As leis delegadas são aquelas em relação às quais o Congresso delega ao presidente da república sua elaboração, respeitados os assuntos de competência exclusiva do Poder Legislativo e outros fixados pelo art. 68 da Constituição, em especial as matérias atribuídas a leis complementares.

No que toca, por outro lado, à última etapa do processo legislativo, não se pode esquecer a possibilidade, atribuída ao presidente da república, de participar do procedimento, sancionando ou vetando projetos aprovados pelo Legislativo.

A sanção importa na aprovação, pelo Executivo, do que veio de ser proposto e aprovado. Sancionado, o projeto de lei será promulgado, valendo dizer que assim se considera pronto para ingressar no universo jurídico. O veto do presidente da república ocorrerá quando, nos termos do disposto no art. 66, § 1º, ele considerar o projeto inconstitucional ou contrário ao interesse público.

A primeira hipótese é de um controle legal da proposta aprovada.

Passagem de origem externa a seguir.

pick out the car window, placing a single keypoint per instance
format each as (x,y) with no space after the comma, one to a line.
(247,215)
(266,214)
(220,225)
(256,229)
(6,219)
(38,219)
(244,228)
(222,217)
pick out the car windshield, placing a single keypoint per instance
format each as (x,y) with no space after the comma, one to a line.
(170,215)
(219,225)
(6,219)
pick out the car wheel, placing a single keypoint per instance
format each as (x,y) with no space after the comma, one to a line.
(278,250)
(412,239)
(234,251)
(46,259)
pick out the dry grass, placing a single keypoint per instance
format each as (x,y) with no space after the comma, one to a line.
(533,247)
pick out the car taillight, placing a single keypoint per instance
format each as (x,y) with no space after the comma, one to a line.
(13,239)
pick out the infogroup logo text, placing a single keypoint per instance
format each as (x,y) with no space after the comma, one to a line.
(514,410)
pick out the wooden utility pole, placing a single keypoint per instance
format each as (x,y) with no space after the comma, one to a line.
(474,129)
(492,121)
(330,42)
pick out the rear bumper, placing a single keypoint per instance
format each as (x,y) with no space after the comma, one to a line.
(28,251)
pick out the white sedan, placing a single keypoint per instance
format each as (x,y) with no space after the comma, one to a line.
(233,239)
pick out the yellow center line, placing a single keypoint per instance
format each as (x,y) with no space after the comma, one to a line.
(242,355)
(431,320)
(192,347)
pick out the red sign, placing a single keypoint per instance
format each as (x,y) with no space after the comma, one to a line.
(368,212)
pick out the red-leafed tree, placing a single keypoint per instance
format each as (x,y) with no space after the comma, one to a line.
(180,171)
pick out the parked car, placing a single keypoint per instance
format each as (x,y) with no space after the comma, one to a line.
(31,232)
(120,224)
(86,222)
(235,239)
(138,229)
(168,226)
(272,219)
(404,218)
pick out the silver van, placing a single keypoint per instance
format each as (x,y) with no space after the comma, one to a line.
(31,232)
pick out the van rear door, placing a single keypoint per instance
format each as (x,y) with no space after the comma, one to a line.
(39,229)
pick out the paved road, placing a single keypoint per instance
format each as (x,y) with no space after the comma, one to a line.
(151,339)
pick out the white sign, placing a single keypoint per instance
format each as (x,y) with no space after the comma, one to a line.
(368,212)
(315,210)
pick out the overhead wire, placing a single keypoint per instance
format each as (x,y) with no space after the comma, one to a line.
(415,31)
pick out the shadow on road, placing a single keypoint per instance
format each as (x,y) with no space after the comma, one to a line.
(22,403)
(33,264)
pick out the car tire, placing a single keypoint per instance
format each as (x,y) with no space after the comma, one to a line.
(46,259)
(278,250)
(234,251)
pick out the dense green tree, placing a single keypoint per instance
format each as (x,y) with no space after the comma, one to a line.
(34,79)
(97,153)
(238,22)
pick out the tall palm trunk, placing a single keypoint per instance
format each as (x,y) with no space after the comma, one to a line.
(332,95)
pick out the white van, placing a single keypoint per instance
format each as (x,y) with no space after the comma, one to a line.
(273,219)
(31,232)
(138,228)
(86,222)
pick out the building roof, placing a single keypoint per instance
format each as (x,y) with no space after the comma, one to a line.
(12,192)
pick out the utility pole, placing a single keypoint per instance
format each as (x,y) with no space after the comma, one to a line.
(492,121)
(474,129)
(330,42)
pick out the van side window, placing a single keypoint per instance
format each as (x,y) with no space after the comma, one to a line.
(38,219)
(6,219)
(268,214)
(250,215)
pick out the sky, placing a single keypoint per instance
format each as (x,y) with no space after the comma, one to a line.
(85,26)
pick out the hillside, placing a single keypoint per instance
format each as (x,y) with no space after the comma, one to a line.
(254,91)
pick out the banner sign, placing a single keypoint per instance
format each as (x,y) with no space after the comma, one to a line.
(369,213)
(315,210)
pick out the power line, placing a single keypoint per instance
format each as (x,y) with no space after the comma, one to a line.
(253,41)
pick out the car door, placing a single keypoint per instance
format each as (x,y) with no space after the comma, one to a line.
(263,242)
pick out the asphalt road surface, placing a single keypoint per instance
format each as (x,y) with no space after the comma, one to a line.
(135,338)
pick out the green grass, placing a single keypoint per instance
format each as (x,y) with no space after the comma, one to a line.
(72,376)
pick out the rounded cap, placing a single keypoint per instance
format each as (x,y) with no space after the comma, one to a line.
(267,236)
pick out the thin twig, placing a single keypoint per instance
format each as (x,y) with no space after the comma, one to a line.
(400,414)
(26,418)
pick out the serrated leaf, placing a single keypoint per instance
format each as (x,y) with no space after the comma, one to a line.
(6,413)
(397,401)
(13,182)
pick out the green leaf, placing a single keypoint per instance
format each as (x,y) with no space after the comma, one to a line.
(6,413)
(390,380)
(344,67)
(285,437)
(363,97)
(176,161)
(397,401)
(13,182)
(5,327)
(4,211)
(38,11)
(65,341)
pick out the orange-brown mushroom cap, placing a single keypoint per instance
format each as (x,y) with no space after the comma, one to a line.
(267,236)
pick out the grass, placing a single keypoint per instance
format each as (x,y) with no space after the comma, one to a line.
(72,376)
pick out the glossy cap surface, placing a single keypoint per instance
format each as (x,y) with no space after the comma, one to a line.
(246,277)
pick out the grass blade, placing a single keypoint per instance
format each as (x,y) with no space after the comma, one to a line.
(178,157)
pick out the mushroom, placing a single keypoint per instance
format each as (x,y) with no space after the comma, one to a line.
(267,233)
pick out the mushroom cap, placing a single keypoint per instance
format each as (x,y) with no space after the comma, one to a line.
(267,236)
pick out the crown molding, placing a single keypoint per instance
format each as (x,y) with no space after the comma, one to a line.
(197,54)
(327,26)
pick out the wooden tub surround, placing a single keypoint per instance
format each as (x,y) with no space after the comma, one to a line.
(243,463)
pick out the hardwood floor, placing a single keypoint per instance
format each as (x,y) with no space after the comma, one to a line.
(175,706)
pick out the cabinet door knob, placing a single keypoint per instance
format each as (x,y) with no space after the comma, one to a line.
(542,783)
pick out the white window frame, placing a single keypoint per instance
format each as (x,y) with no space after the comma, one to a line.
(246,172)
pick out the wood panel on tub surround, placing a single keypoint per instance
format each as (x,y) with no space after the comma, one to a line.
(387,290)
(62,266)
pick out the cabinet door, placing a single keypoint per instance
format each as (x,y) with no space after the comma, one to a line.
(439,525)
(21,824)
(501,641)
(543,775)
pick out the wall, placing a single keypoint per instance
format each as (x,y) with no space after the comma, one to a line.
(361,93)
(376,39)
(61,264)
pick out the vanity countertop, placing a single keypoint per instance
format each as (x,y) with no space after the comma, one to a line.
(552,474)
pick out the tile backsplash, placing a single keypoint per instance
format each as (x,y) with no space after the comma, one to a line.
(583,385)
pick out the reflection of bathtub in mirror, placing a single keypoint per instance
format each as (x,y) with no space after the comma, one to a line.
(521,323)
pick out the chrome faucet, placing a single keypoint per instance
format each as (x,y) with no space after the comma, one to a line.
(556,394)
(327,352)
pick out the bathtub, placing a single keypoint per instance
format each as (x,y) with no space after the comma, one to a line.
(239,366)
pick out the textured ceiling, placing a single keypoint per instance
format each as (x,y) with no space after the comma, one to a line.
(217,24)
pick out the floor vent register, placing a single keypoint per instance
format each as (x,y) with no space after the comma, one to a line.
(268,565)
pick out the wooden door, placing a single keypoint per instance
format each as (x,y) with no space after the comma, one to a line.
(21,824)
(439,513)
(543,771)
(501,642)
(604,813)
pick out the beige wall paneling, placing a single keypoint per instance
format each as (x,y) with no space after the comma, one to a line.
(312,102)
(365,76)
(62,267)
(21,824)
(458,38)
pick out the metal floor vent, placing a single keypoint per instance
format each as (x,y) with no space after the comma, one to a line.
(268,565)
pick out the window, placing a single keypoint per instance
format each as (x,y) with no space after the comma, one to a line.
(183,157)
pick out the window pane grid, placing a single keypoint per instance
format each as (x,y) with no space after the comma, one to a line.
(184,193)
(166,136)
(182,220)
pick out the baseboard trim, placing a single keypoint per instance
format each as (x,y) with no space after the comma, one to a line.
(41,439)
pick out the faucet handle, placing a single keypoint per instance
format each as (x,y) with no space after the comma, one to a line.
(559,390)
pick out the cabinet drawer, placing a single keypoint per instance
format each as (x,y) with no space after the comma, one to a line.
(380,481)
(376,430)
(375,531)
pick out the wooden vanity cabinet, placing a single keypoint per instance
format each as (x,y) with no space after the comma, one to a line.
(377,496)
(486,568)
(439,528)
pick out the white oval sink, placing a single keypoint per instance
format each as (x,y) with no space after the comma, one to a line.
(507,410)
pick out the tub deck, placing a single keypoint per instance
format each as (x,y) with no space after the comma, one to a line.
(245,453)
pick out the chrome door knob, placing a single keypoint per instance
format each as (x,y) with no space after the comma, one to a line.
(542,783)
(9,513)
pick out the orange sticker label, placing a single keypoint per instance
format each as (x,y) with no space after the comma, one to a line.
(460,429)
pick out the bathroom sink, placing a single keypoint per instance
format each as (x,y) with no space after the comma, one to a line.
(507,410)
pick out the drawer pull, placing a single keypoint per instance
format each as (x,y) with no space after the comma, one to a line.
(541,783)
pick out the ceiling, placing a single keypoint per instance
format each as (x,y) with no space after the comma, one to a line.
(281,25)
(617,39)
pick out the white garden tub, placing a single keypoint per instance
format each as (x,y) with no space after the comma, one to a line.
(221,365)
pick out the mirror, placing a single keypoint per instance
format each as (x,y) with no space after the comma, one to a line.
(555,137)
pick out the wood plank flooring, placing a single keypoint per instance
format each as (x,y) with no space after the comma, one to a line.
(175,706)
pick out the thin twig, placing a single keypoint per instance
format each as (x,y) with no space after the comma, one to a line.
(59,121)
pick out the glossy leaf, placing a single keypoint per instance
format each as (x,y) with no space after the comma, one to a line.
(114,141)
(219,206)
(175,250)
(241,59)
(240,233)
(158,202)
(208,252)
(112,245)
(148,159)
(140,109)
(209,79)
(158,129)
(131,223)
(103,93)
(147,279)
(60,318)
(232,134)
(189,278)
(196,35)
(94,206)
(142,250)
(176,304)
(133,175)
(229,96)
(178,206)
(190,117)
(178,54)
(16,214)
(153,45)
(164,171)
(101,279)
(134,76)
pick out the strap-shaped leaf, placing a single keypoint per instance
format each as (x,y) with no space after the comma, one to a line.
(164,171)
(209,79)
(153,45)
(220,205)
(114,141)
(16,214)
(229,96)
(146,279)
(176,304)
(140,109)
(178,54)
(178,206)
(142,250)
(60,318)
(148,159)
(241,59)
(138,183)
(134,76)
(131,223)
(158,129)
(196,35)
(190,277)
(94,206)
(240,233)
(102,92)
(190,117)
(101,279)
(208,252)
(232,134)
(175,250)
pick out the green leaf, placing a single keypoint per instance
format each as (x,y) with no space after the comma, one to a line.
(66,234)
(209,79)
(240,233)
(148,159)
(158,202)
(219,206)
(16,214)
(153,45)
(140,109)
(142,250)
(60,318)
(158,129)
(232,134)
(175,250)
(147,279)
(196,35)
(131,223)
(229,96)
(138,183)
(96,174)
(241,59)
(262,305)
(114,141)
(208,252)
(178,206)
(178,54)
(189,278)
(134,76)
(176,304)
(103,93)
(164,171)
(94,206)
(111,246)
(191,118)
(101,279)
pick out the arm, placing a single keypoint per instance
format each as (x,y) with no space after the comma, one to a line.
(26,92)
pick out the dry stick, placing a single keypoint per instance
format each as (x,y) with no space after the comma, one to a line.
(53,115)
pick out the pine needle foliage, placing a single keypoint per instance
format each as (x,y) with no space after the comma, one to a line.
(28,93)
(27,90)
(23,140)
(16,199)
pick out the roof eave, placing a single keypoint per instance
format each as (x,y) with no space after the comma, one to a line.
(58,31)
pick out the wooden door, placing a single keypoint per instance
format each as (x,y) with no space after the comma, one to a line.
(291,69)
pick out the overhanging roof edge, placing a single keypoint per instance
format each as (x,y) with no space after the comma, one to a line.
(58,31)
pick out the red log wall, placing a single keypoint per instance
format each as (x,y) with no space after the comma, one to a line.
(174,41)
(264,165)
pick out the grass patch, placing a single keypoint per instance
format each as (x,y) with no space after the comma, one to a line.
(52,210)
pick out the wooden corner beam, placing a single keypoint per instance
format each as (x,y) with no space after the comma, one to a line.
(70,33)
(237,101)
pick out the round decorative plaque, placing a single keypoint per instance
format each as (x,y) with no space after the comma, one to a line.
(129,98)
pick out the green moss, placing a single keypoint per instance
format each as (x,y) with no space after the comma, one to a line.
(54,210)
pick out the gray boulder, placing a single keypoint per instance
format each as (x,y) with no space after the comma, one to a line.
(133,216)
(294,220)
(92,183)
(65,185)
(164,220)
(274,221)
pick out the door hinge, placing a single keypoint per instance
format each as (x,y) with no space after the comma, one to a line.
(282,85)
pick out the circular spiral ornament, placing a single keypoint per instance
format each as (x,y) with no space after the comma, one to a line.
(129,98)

Fundado em parecer eminentemente técnico, o chefe do Executivo, considerando o projeto contrário à Constituição, deverá vetá-lo. A segunda, diversamente, representa forma política de controle, entendido interesse público, em suma, aquilo que está de acordo com o direcionamento dado pelo presidente da república à sua administração, confundindo-se com a orientação política em tese escolhida pela população ao elegê-lo.

Por último, os projetos aprovados, sancionados e promulgados deverão ser publicados e entrarão em vigor quando assim constar de seu texto, ou no prazo fixado pela Lei de Introdução ao Código Civil.

Seguindo, por fim, a fórmula fixada pelo texto da Constituição Federal, os Estados, o Distrito Federal e os Municípios adotarão, no que couber, o procedimento estabelecido para o processo legislativo federal, na elaboração de suas próprias leis. Mas estes últimos não poderão legislar sobre matéria criminal, nem por delegação, que, nos termos do art. 22, somente pode ser concedida aos Estados.